ヤエーとはライダー同士が交わすサイン
ツーリングをしていると、対向車線を走ってくるバイクのライダーが手を振ってきたり、ピースサインをしてきたりすることに遭遇するはずです。これはヤエーと呼ばれるライダー特有の挨拶文化で、お互いの安全を祈ったり、ツーリングの楽しさを共有したりする意味合いが込められています。かつてはピースサインが主流でしたが、現在では手を振る、敬礼をする、軽く会釈をするなど、そのスタイルは多岐にわたります。見知らぬ人同士が一瞬のすれ違いざまに心を通わせるこの行為は、バイクに乗る喜びを増幅させてくれる素敵な習慣です。特に北海道などのツーリングスポットでは盛んに行われており、多くのライダーがこの交流を楽しみに旅に出かけます。

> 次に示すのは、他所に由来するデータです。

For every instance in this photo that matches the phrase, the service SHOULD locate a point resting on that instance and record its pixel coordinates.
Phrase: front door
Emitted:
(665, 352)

もし対向車からヤエーをされたら、驚かずに返してみることで、ソロツーリングであっても仲間意識を感じることができ、旅の思い出がより深いものになるでしょう。
安全にお互いの旅を祝福するタイミング
ヤエーを行う上で最も優先すべきなのは、自分自身と相手の安全です。どれほど挨拶を交わしたくても、交差点での右左折中や、カーブを曲がっている最中、クラッチ操作が必要な場面などで無理に手を離すのは大変危険です。基本的には、見通しの良い直線道路で、操作に余裕がある時に行うのがマナーです。もしハンドルから手を離すのが怖い場合や、運転に集中したい場合は、無理に手を振る必要はありません。その代わりに、ヘルメットの中で軽く頭を下げる会釈をするだけでも十分気持ちは伝わります。また、対向車が大型トラックやバスの陰に隠れている場合や、相手が運転に集中している様子が見受けられる場合は、あえて何もしないという選択も優しさです。お互いが無事に家に帰り着くことが最終的な目標であることを忘れず、余裕がある時だけ楽しむというスタンスが大切です。
恥ずかしがらずに自分からアクションする楽しさ
最初は自分から手を振ることに照れくささを感じるかもしれませんが、勇気を出して自分からアクションを起こしてみると、意外なほど多くのライダーが振り返してくれることに気づくでしょう。特に天気の良い日や景色の素晴らしい道では、相手も気分が高揚しているため、笑顔で応じてくれる確率が高まります。自分から挨拶をして、相手がそれに気づいて振り返してくれた時の嬉しさは格別です。また、相手が気づかずにスルーされてしまったとしても、落ち込む必要はありません。相手は運転に集中していたり、単に気づかなかったりしただけの場合がほとんどです。挨拶は強要するものではなく、あくまで善意のギフトのようなものです。返ってきたらラッキーくらいの軽い気持ちで構えることが、長くヤエーを楽しむコツです。この小さなコミュニケーションを通じて、全国のライダーと繋がっている感覚を楽しんでみてください。